Less is more. Stay pure. Stay poor.
#8
CB I like your post but i am unsure if a person wouldn't exclude that variable even if they used a nonautomated approach. I agree say that in the arena of publication bias or general publishing we are likely to those samples with greater effects - the standard error then comes into play somewhat to remind us of the distribution of effects.
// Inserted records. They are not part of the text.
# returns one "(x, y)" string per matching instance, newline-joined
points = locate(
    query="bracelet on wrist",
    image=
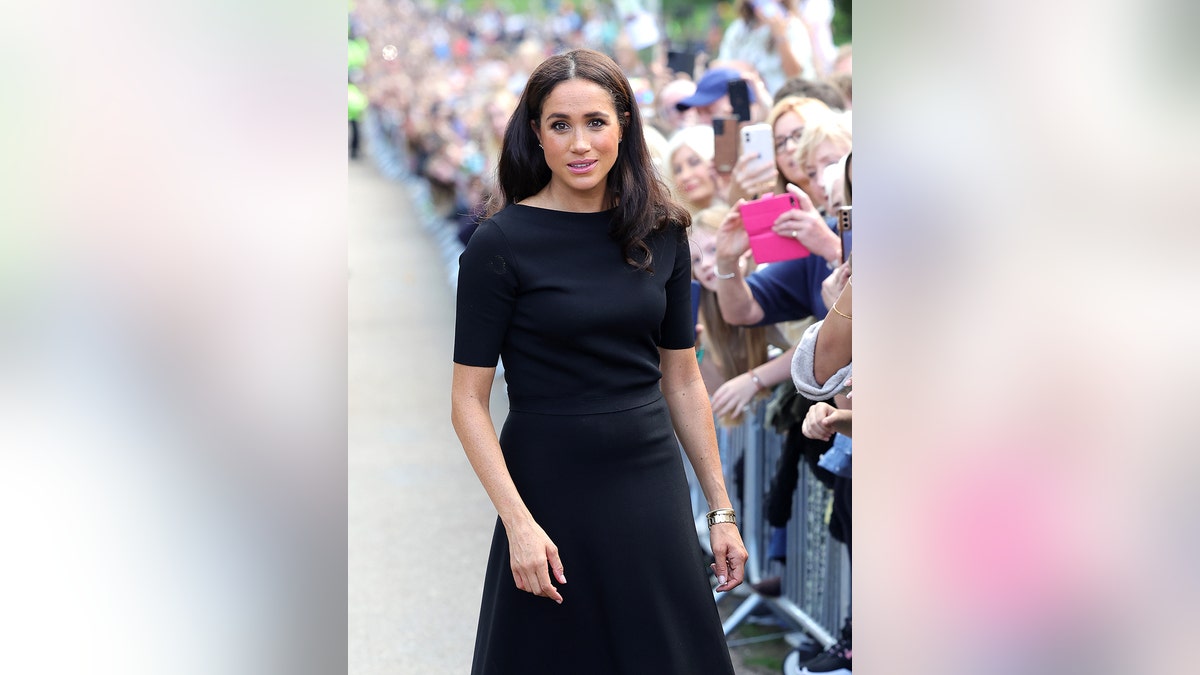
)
(757, 382)
(721, 515)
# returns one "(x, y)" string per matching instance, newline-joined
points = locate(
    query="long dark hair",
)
(642, 202)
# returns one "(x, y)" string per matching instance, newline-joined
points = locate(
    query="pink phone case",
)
(759, 216)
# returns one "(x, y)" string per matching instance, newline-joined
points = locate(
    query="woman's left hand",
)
(730, 554)
(807, 226)
(731, 398)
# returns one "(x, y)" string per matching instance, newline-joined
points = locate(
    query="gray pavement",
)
(419, 521)
(420, 524)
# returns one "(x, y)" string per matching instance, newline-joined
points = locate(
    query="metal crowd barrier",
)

Side note, stepwise typically has inclusion exclusion criteria to help catch those small effect variables.
 

CB

Super Moderator
#9
CB I like your post but i am unsure if a person wouldn't exclude that variable even if they used a nonautomated approach. I agree say that in the arena of publication bias or general publishing we are likely to those samples with greater effects
Yes. Bias happens whether the selection is automated, whether predictors are binned manually based on p values, or whether papers aren't published because of "insignificant" results. Preregister + predetermined analyses + publish whatever you study (in some format) is one better option.
 

Englund

TS Contributor
#11
I must say that stepwise regression has its place in an analyst's toolbox. Not so much in an academic's toolbox though, who performs experimental trials for example. But in, for example, ecommerce companies with lots and lots of data on customer purchase and online behaviour I'd say that it is greatly advantageous to use stepwise regression.

I once built a predictive model for a large Swedish company who wanted to predict the probability that a customer would not place an order within one year. I had a couple of hundreds of variables to work with and I could identify a dozen which would surely have an impact on the DV.
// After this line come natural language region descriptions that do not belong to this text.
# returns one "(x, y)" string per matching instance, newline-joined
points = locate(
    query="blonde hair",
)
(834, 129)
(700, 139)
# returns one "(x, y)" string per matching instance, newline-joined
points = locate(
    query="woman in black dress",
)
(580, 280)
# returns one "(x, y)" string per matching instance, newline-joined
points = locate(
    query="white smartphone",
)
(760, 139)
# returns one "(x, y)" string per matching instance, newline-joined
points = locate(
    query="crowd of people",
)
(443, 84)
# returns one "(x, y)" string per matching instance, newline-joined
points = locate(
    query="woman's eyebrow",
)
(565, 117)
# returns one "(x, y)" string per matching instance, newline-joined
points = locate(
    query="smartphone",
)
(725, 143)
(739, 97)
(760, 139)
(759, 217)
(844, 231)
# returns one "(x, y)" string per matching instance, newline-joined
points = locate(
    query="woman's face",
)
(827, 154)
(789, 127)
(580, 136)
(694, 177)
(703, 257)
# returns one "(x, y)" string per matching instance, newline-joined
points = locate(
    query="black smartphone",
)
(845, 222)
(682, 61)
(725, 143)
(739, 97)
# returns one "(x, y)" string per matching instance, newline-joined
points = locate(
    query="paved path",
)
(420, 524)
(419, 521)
Within many fields, you don't care if you've included the 'correct' IVs; the only thing you care about is whether the model gives accurate predictions. And if you can assure that your model can do that - why not stepwise?

So, what I did was that I used stepwise regression and found the 'best' model (or in other words: a good model) based on the least out of sample validation error. I did this for three different time periods and then I averaged the predictions for these three models. By building models based on three different time periods - the variables which does not affect the DV is expected to be cancelled out by averaging the predicted probabilities.
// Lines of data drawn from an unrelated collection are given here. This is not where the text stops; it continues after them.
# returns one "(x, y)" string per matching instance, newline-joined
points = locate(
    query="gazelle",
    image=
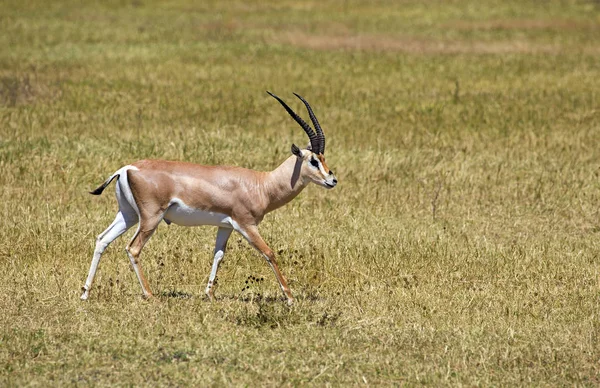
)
(231, 198)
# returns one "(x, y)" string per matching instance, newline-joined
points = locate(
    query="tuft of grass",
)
(459, 248)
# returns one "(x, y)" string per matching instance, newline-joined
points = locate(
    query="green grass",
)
(461, 246)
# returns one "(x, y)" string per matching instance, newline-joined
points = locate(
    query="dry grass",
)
(460, 247)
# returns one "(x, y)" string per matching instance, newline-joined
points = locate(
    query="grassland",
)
(461, 246)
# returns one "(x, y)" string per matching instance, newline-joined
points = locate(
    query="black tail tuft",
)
(101, 188)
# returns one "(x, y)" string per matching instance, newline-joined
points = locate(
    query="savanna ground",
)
(459, 248)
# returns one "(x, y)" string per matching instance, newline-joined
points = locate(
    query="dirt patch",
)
(523, 24)
(24, 89)
(410, 45)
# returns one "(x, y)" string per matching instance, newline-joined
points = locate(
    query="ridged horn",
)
(314, 140)
(313, 118)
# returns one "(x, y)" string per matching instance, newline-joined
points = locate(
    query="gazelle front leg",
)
(222, 237)
(251, 234)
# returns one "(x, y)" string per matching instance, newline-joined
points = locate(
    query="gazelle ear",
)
(296, 151)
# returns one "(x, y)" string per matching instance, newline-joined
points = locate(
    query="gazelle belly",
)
(181, 214)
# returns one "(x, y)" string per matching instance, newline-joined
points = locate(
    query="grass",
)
(460, 247)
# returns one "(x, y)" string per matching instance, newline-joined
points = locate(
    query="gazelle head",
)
(312, 160)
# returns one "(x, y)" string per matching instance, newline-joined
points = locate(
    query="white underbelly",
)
(181, 214)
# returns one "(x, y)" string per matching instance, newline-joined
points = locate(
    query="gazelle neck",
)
(284, 183)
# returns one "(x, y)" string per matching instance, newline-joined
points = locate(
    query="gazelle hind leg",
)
(220, 245)
(122, 222)
(134, 248)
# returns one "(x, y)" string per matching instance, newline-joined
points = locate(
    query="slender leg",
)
(251, 234)
(134, 248)
(117, 228)
(222, 237)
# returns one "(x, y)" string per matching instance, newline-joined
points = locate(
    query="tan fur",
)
(244, 195)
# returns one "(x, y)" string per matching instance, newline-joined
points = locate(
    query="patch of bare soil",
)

TL;DR - Stepwise regression can be useful if you don't care if you accidentally include variables which does not affect the DV. Or in other words: if you only care about the model's predictive capability.
 

hlsmith

Less is more. Stay pure. Stay poor.
#12
Agreed. I was going to mention this as well. On occassion when I have many variables I will run a stepwise to get a feeling for the covariates I may need to control from.
 

CB

Super Moderator
#13
Within many fields, you don't care if you've included the 'correct' IVs; the only thing you care about is whether the model gives accurate predictions. And if you can assure that your model can do that - why not stepwise?
I guess my main responses to this would be:
  1. Stepwise regression is not set up to maximise prediction accuracy - it's based purely on the significance of predictors
  2. Stepwise regression will give you an overly optimistic estimate of prediction accuracy

Using cross-validation is great, and that helps to deal with point 2. But it doesn't really deal with point 1. If you want to maximise out-of-sample prediction accuracy, stepwise regression isn't really the best tool - that's not what stepwise regression attempts to achieve. Some other options off the top of my head would be AIC, BIC, cross-validation (for selection, not just validation), or lasso.